1. Look for a reputable seller

“If you’re just getting started, the biggest thing is to find a trusted whisky merchant who can guide you through the process. For example, they should give you a sample first before you buy a cask. A lot of merchants these days try to offer lists and prices but they don’t let you taste what you’re going to buy. That’s the first red flag.”

“The second thing is to make sure that they have all the correct licenses and ownership paperwork to be able to properly transfer a cask into your name. If you live outside the United Kingdom, you need a company to be your third party duty representative with HMCR (Her Majesty’s Custom and Revenues). You should be able to ask a merchant for their third party duty rep license, and get a delivery order that is signed by the warehouse and the seller.”

“Unfortunately, there are some people out there that are taking advantage of newcomers. If you’re dealing with a whisky merchant that is trying to push you into it, don’t fall for these sales tactics. That’s another red flag.”

2. Stash your investment away

“For a lot of people who buy bottles, they keep those they like to drink at home and store their investment somewhere else. Likewise with casks, which we help them to keep in Scotland. So, it’s just keeping that separation and knowing from the beginning that, ‘Hey, this is stuff I’m going to drink, this is stuff for investment.’ ”

3. Think about casks…

“When you invest in a cask, the value and the price generally go up. Not always, but assuming you have a good cask, good brand and good value, the industry average growth is about 12 to 15 percent return per year. We advise our clients to invest in an 8 to 12 year old cask and hold it for a minimum of three to five years, but it can also be longer. Then they can sell it as an 18 year old. As the age goes up, the value goes up, and you don’t have to worry about external factors and other asset classes.

4. Or hyper rare bottles

“We found that the higher returns are generally on the cask versus the bottles. However, you do find some bottles that appreciate much higher. Right now at our auction, we have a bottle of Yamazaki 55 that is estimated to be anywhere between £400,000 to £500,000 (S$730,500 to S$913,200). It was originally released somewhere around US$60,000 (S$82,200).”

5. Invest in what you can afford

“You can start with as little as you want. You can start with a few bottles. If you’re starting with a cask, our general advice would be probably £10,000 (S$18,200). That would be a minimum level of investment to buy one cask of whisky, which is a great starting point.”

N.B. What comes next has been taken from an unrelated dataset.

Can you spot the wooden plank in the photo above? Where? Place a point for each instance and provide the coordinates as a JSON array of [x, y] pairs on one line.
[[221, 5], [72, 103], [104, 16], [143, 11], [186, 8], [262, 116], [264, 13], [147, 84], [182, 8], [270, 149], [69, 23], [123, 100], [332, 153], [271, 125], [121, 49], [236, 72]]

6. This is not a get rich quick scheme

“This isn’t a buy Bitcoin today, sell Bitcoin tomorrow type of asset class. It’s about discipline and setting a clear expectation of return. If you’re trying to achieve, for example, 15 percent per year net IRR (internal rate of return), you have to think, ‘Is it achievable in the whisky market?’ Once you have achieved that over a five year period, then it’s time to start exiting.”

7. Look for aged and vintage bottles

“If you’re investing in bottles, my recommendation would be to look into Macallan. Old vintage Macallan has always been performing very, very well. It’s still the number one brand that’s being traded at auctions. But it’s got to be old, around 18 years and up. When we look at vintage, we mean that it was bottled at least 10 years ago, but ideally as far back as you can go.”

“The other one is aged Japanese, so any Yamazaki or Karuizawa. These distilleries have traditionally done well if they have some sort of age on it.”

“The last is what we call silent stills. Closed distilleries. There are actually three closed distilleries that are going to reopen, which are Brora, Port Ellen and Rosebank. But it’s going to take them 10, 20 years to have an aged whisky. Old bottles from those distilleries are not cheap, but they’re a good bet.”

8. Irish and American whiskies could do well

“There are some Irish whiskies that are doing well. American bourbon, especially some of the top brands and the high age whiskies, are getting a lot of demand. Those two are coming up but you have to be much pickier and selective in those markets. Beyond that, there are many countries around the world that are starting to produce whiskies, but I personally would not grade them as investment quality yet. We don’t have that history of price appreciation. It’s all still new.”